Yay, yay!!! I made it today – a year in Mumbai. If you wonder what’s so happy to be about…well, the old-age never-ending debate on Mumbai vs Delhi is something which can happen over a cup of coffee which concludes. One is India’s financial capital, the other it’s political capital and both are greek to me ;). I was told that if I can make it a year, I should toast. Cheers to me!!
Movies, Camera and Action is how I would describe the Bollywood City. Hustle-bustle of people, street-snacks, the famous Dabbawalas (ingenious team who deliver 200,000 meals every day from homes to offices within three hours) and local train network which has the highest passenger density in the world is what Mumbai stands out for. People including myself compare it to Manhattan of New York having being stayed there as well which I equally enjoyed.
Thus, the first thing that defines Mumbai is its immense density due to which the housing prices are as high as the towers themselves. It is the city with the eighteenth highest number of skyscrapers in the world, most of which are residential. No matter where you choose to stay in this city of dreams, you will see washed clothes hanging on a rope out of the window on the twenty-fifth floor as the apartments do not have enough room to hang your clothes to dry. Nonetheless, it adds tons of character to the buildings!!
I stay in a 1BHK apartment in a well-architectured and guarded residential society. When I am inside my apartment, I often forgot that I am surrounded by buildings and people and all the noise. I really enjoy to live with only the things I need, no waste space and it feels spacious because it’s layout is efficient. Over the years as my affordability increased so did my living space gradually expanded. I have added few craftwork furniture to add a character to my apartment but I consume to fit my space. Being minimalistic is my mantra! I know it is bound to happen, but I try to keep the number of items to a minimum.

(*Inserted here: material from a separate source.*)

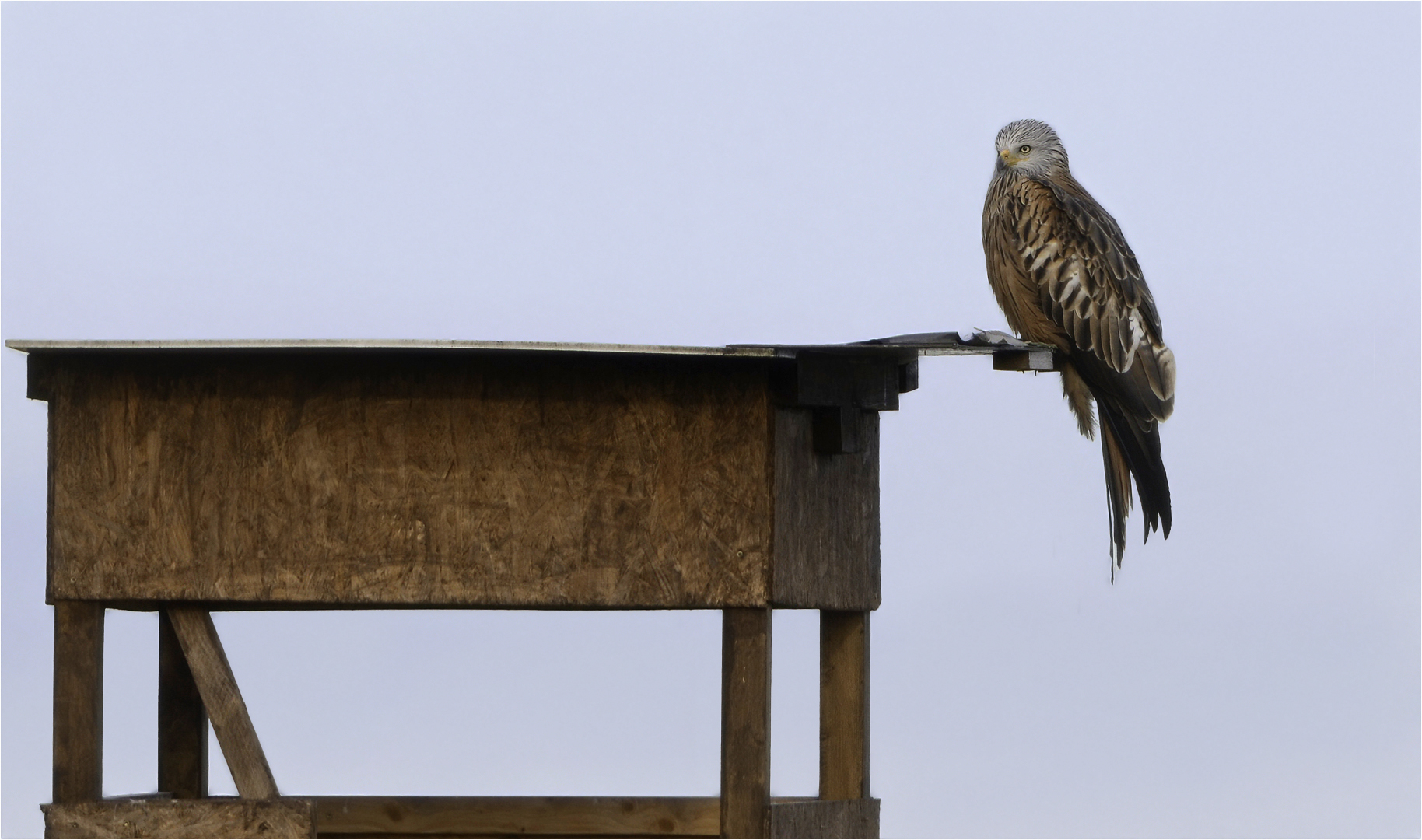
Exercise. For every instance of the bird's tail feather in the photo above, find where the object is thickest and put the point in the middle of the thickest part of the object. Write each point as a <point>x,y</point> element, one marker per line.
<point>1118,495</point>
<point>1133,446</point>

But this is me staying by myself. The space one need might expand beyond living quarters. India doesn’t have any leasing regulation which restricts or legalize the number of people staying in an apartment. So, there are families (parents + 2 kids) staying in a 1 BHK or 1 RK (similar to a studio apartment). Living space is hard to come by and they often have little or no choice, the one that not only limits your wallet but also your living space. I think a lot of people just live with it – what else can they do. And that way of living permeates beyond their homes and out on the streets. Personal space is not in their dictionary. The sidewalks are often full with people, as are the buses, local trains and streets with cars. From bird’s eye-view, I can only imagine how suffocating it must be to be around people so often, to have so little room for yourself.
So, how much space do we need? Does space affect our feelings for one another both inside and outside our personal spaces? Well, with each person sharing that space, the need changes or one’s concept of solitude changes. Attitudes about needs and space probably depend on how much roaming space we have inside our mind vs how much external stimulation we need – a place to breathe, to dwell or to enjoy. No matter how cramped and claustrophobic an apartment may be, the moment one is by the seaside it’s bliss!!
Now obviously – thee’s “need” and need. The question is how long it will take before we have to escape the city as well, if don’t already.